I note with interest that the Solicitors Regulation Authority is to canvass personal injury firms to ask how they will cope when the government bans referral fees. I would suggest that they cope by ceasing to chase the gravy train and actually exercise business and professional judgement.

I do not recall any regulator or professional body consulting me or my partners when we were forced (along with hundreds of other firms) to bail out the banks and insurance companies over the fiasco involving The Accident Group (TAG) a few years ago. Readers will recall that that debacle centred around what were later found to be illegal referral fees, namely payments made to an associate company of TAG for services relating to personal injury claims.

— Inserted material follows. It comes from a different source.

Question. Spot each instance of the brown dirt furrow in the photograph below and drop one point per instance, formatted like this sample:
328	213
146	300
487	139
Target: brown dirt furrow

The whole TAG scheme depended on the support of several large banks and insurance companies which were, one might have thought, capable of exercising a bit of business sense but who instead blamed solicitors for their losses and sued accordingly. Luckily for my firm, I exercised some sense (when I realised that all was not as it seemed) by plugging the flow of TAG work into our office.

Referral fees are inherently wrong; this is borne out not only by the above episode but by the general experience of mankind over the centuries. Such fees compromise the integrity and independence of the recipient and have no place in our legal system (a principle which not so long ago was taken as axiomatic by every good lawyer). Continually saying a thing is harmless does not make it so; if you do not agree, try it with the next shark you meet.